P. Moroni^*,1, C. Sgoifo Rossi, G. Pisoni^*, V. Bronzo^*, B. Castiglioni and P. J. Boettcher^,2

^* Department of Animal Pathology, Hygiene and Veterinary Public Health, and
Department of Veterinary Sciences and Technologies for Food Safety, University of Milan, via Celoria 10, 20133 Milan, Italy
Institute of Agricultural Biology and Biotechnology, National Research Council, Milan Palazzo LITA, Milan, Italy

¹ Corresponding author: paolo.moroni{at}unimi.it

	ABSTRACT

TOP ABSTRACT INTRODUCTION MATERIALS AND METHODS RESULTS AND DISCUSSION CONCLUSIONS ACKNOWLEDGEMENTS REFERENCES

 
The objectives of this study were to evaluate the presence of intramammary infections (IMI) in dairy buffaloes and to examine the relationships among IMI, somatic cell counts (SCC), and milk production traits.

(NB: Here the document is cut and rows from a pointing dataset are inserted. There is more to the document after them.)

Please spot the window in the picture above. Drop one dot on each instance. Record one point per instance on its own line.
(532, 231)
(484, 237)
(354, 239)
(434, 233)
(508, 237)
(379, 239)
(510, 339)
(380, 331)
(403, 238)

Two farms in northern Italy were visited monthly for a complete milking season. Quarter-based milk samples were collected at each visit from 46 buffaloes. A total of 1,912 samples were assessed in this experiment. Samples were cultured for bacterial presence and were tested for SCC and percentages of milk protein and fat. In addition, daily milk yield was recorded from each buffalo. Prevalence of IMI was large; 63% of quarters were infected. No buffalo remained free from IMI throughout the course of the study. Coagulase-negative staphylococci were the most common pathogen (66% of positive samples). The SCC was distinctly greater in infected quarters; 100% of quarters with SCC >200,000 cell/mL had IMI, whereas 98% of quarters with SCC below this threshold were uninfected. The somatic cell scores (SCS) in these buffaloes were much lower than those commonly observed in dairy cattle. The mean SCS from quarters with IMI was only 2.93. The highest SCS was observed in quarters infected by streptococci. No drastic decrease in milk yield was observed among infected buffaloes relative to healthy contemporaries. The relatively low SCS and lack of a strong effect on milk yield provide evidence to discourage antibiotic treatment of buffaloes for subclinical IMI during lactation.

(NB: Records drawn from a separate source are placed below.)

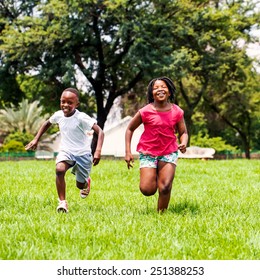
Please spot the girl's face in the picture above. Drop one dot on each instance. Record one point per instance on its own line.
(160, 91)
(68, 103)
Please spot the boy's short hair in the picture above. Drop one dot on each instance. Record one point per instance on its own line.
(168, 82)
(73, 90)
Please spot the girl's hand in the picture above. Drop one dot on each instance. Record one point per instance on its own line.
(129, 159)
(182, 148)
(32, 145)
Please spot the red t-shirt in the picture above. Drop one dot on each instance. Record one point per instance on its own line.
(159, 137)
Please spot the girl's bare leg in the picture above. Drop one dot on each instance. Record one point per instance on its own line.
(148, 181)
(166, 172)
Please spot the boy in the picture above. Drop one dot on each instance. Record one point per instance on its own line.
(75, 150)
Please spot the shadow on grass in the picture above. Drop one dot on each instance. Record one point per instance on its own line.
(184, 208)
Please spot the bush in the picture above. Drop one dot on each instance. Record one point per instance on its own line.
(18, 136)
(13, 146)
(216, 143)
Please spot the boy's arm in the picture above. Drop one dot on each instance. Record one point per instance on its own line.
(33, 144)
(97, 154)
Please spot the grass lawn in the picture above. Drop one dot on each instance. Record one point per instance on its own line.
(213, 214)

Key Words: buffalo • intramammary infection • somatic cell count

	INTRODUCTION

TOP ABSTRACT INTRODUCTION MATERIALS AND METHODS RESULTS AND DISCUSSION CONCLUSIONS ACKNOWLEDGEMENTS REFERENCES

 
In Europe, Italy is the main producer of buffalo milk. Reasons for increasing interest in buffalo breeding during recent years are 2-fold: 1) the popularity of buffalo Mozzarella cheese, and 2) the absence of quotas in the European Community for this production. In addition, buffalo milk is more valuable; farmers typically receive at least twice the price relative to bovine milk. Italian river buffalo (Bubalus bubalis), typically reared in central middle and southern Italy, also have been recently introduced in northern Italy. Italian buffaloes produce small quantities of milk; the average production in a standardized lactation length (270 d) is about 2,100 kg, and average fat and protein contents are 8.37 and 4.8%, respectively (Associazione Italiana Allevatori, 1999; Catillo et al., 2002).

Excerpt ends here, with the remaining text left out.